I've been in dozens of conversations about why it is so hard in modern America to get people to come out in public actions on their own behalf. Oh, it's getting better I'll admit. I saw about 400 American Airlines victims picketing together just last week, and I expect more of them next week. But consider that over 9,000 of them are slated to lose their jobs and 130,000 of their retirees are likely to get part of their pensions stolen. Where are the rest of them?

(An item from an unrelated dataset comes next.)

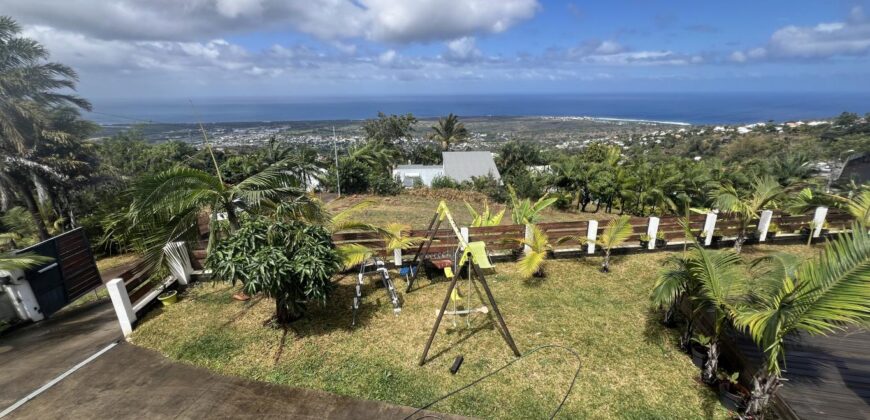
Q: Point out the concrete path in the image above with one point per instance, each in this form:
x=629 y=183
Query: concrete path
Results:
x=131 y=382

Some people say that Americans just don't understand the danger. Others say that they haven't heard about it. Others say that we have simply lost the tradition of protesting that was so important to workers' gains in earlier periods. Some say they just don't know how. As a protester in Texas for more than 40 years, I'm not buying any of those excuses. Here's the real reason:
What are they afraid of? Maybe embarrassment, maybe they're afraid of the polilce or afraid that one of their fellow protesters will do something to get them all into trouble. But I don't think those are the main reasons. They are afraid of their employers. That's the real reason.
Why don't we just switch off? I'll picket your employer and you picket mine!
Moviemaker Alfred Hitchcock made it all clear in 1951. Two guys, played by Farley Granger and Robert Walker, meet on a train and make a pact to murder each others' wives. It's simplicity itself. Each husband gets an airtight alibi for the time of his wife's murder and they both get away with it. If Farley Granger hadn't gone all soft, it would have worked perfectly!
When you think about it, helping with each others' bosses is exactly what Jobs with Justice is about. You join in an organization that pickets other peoples' bosses and they picket yours when the time comes! Everybody wins! Nobody gets fired!
I have found that almost everything of value can be learned from movies.